The Journal of Clinical Pharmacology , 10.1177/0091270007303767


Article

Mesna as a Nonvitamin Intervention to Lower Plasma Total Homocysteine Concentration: Implications for Assessment of the Homocysteine Theory of Atherosclerosis

Bradley L. Urquhart 1, David J. Freeman 2, J. David Spence 3, and Andrew A. House 4*

1 Department of Physiology and Pharmacology, University of Western Ontario
2 Division of Clinical Pharmacology, Department of Medicine, University of Western Ontario
3 Robarts Research Institute
4 Division of Nephrology, University of Western Ontario

* To whom correspondence should be addressed. E-mail: Andrew.House{at}lhsc.on.ca.


   Abstract
Elevated plasma total homocysteine is independently associated with atherosclerosis. Recent randomized trials show that vitamins lower total homocysteine but do not prevent cardiovascular events, suggesting the need for nonvitamin therapies to evaluate whether a causative relationship exists.
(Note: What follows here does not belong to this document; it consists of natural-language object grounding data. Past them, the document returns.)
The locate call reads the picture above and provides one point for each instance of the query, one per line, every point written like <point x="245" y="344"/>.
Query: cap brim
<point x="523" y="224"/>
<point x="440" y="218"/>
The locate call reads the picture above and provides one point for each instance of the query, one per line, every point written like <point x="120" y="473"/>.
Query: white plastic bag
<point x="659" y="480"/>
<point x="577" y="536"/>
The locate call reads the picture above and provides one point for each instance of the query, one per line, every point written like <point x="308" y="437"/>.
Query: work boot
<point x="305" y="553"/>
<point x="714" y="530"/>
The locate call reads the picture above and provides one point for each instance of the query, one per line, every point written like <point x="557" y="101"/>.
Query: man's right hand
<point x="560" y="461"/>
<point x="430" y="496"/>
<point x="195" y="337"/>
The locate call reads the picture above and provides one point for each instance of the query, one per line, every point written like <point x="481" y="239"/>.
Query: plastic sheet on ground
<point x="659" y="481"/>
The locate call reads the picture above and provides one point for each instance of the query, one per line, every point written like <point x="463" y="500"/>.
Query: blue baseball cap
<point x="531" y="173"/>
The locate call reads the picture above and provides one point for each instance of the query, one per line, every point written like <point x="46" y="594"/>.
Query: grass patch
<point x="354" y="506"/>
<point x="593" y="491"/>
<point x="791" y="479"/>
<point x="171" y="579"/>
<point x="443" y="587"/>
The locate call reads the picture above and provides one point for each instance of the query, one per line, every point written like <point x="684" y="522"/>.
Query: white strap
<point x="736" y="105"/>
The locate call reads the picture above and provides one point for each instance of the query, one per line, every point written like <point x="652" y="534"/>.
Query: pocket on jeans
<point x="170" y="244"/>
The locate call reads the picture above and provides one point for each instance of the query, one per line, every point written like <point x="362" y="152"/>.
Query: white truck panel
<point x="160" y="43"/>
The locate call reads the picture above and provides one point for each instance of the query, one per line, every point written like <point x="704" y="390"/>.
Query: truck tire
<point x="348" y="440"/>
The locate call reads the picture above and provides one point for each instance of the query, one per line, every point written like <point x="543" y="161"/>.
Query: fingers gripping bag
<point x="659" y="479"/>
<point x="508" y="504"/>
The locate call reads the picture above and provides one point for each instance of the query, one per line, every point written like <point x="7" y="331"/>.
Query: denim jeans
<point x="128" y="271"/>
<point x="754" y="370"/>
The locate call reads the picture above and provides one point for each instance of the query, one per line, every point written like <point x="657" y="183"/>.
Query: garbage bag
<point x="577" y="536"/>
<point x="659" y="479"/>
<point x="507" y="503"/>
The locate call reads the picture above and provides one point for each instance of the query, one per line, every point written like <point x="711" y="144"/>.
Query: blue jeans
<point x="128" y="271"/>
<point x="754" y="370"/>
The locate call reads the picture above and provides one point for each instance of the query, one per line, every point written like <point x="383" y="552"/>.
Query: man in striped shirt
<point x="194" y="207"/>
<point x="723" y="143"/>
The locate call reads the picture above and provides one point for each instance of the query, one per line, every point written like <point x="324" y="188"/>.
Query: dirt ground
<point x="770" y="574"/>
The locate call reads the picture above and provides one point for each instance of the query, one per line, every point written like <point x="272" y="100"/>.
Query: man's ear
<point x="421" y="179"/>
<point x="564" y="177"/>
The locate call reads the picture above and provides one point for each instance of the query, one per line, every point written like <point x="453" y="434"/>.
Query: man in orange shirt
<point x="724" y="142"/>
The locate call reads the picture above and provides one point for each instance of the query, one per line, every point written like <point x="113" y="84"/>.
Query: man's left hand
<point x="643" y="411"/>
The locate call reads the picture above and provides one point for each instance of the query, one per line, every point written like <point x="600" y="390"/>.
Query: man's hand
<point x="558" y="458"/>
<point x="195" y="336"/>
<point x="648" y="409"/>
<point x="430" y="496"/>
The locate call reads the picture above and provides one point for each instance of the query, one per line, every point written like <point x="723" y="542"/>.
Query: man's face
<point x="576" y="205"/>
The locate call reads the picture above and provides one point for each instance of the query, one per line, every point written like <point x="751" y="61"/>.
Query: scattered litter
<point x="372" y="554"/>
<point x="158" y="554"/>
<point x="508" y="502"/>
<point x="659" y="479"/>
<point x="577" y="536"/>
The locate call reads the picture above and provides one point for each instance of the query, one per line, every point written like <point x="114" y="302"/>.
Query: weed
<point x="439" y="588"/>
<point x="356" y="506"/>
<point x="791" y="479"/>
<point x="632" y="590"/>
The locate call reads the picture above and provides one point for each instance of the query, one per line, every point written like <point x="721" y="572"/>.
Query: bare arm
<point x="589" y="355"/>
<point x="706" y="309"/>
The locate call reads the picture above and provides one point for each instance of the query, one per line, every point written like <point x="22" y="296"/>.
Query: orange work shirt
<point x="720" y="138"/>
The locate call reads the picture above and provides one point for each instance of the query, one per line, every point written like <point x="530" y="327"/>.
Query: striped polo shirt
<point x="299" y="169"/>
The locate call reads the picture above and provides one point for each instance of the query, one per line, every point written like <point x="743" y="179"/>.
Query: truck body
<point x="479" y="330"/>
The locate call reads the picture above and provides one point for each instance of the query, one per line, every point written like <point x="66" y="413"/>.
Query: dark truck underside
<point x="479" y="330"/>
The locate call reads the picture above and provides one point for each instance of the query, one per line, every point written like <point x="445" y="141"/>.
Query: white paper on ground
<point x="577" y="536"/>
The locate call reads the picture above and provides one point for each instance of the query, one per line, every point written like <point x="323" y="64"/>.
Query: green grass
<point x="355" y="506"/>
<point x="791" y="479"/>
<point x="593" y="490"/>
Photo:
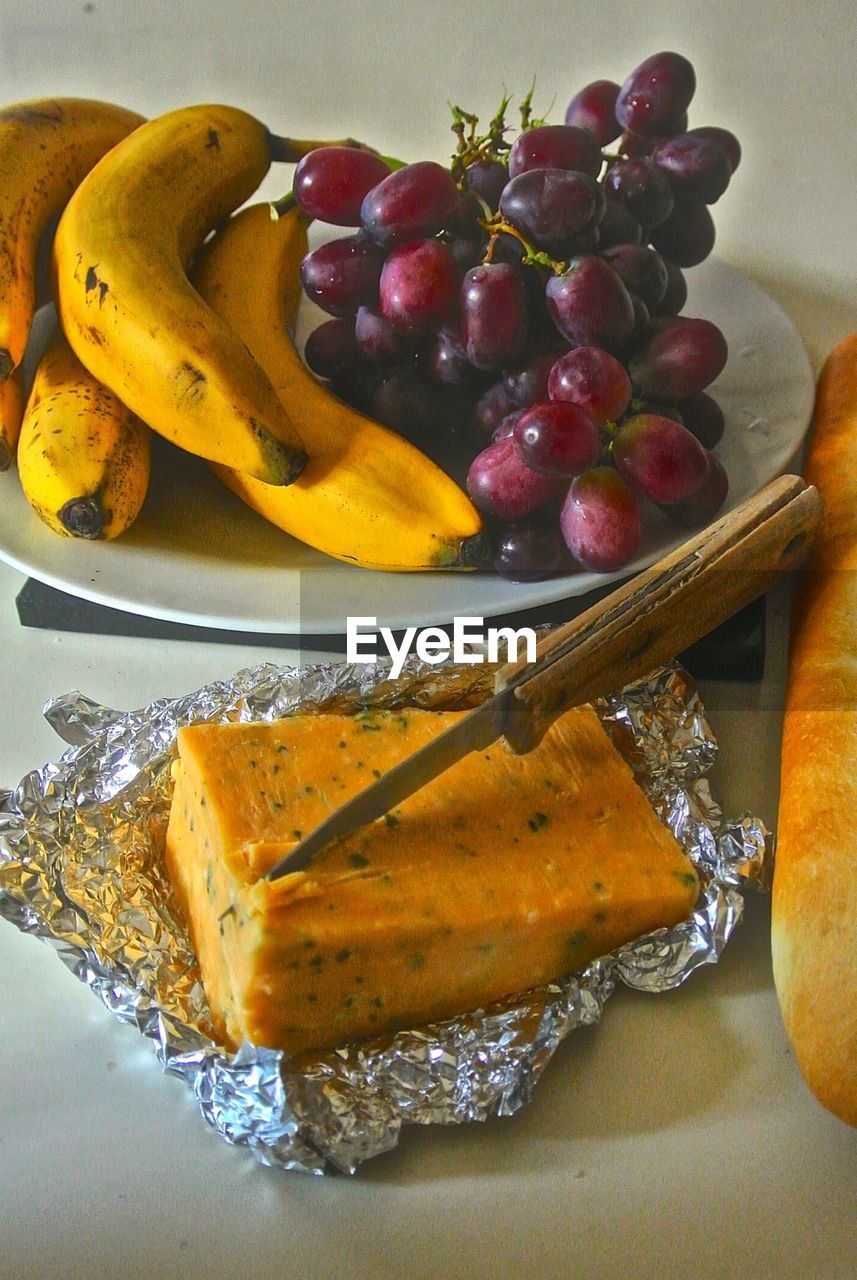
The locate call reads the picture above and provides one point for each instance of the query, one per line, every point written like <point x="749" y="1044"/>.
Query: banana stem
<point x="290" y="150"/>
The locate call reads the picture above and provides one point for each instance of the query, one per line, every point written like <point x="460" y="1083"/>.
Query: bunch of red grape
<point x="517" y="315"/>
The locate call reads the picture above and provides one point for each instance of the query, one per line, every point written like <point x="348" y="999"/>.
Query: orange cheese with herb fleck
<point x="503" y="873"/>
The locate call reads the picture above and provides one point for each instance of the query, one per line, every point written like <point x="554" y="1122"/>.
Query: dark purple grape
<point x="659" y="457"/>
<point x="530" y="551"/>
<point x="550" y="205"/>
<point x="331" y="350"/>
<point x="687" y="236"/>
<point x="464" y="222"/>
<point x="555" y="146"/>
<point x="558" y="438"/>
<point x="595" y="109"/>
<point x="679" y="360"/>
<point x="704" y="417"/>
<point x="467" y="254"/>
<point x="413" y="202"/>
<point x="642" y="321"/>
<point x="696" y="165"/>
<point x="527" y="384"/>
<point x="595" y="380"/>
<point x="705" y="503"/>
<point x="655" y="96"/>
<point x="330" y="183"/>
<point x="418" y="286"/>
<point x="502" y="484"/>
<point x="487" y="178"/>
<point x="377" y="339"/>
<point x="493" y="315"/>
<point x="408" y="405"/>
<point x="449" y="364"/>
<point x="633" y="147"/>
<point x="642" y="188"/>
<point x="590" y="305"/>
<point x="343" y="274"/>
<point x="507" y="425"/>
<point x="490" y="410"/>
<point x="601" y="520"/>
<point x="618" y="227"/>
<point x="676" y="295"/>
<point x="727" y="141"/>
<point x="641" y="269"/>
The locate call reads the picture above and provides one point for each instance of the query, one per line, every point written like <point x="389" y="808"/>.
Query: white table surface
<point x="677" y="1138"/>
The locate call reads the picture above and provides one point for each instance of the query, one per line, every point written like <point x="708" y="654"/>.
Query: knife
<point x="641" y="625"/>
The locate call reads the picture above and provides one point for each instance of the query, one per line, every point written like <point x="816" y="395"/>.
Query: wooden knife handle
<point x="646" y="621"/>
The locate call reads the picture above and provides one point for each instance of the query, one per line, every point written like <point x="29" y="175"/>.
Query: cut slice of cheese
<point x="503" y="873"/>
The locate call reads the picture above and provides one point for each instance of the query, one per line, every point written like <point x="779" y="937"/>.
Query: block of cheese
<point x="505" y="872"/>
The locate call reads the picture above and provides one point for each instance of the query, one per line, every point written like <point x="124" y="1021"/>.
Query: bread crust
<point x="814" y="932"/>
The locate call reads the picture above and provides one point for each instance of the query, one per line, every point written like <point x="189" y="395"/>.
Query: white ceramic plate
<point x="198" y="556"/>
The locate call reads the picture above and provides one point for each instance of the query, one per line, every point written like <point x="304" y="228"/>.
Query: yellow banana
<point x="120" y="256"/>
<point x="83" y="458"/>
<point x="366" y="496"/>
<point x="12" y="406"/>
<point x="46" y="149"/>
Mesna (sodium 2-mercaptoethanesulfonate) is a thiol-containing drug capable of liberating homocysteine bound by disulfide bonds to proteins, facilitating its excretion. The effect of oral mesna on total homocysteine has not been evaluated and was the objective of this study. Eleven healthy volunteers received vehicle or 10 mg/kg mesna in random order, after which serial blood and urine samples were collected over 4 hours. Plasma total homocysteine decreased by 24.2% (P < .0001) following mesna. Urinary homocysteine excretion was significantly greater with mesna (3.9 ± 2.4 µmol) compared to vehicle (0.4 ± 0.1 µmol), P < .01. Oral mesna decreases plasma total homocysteine and is a potential nonvitamin treatment for assessing the homocysteine theory of atherosclerosis.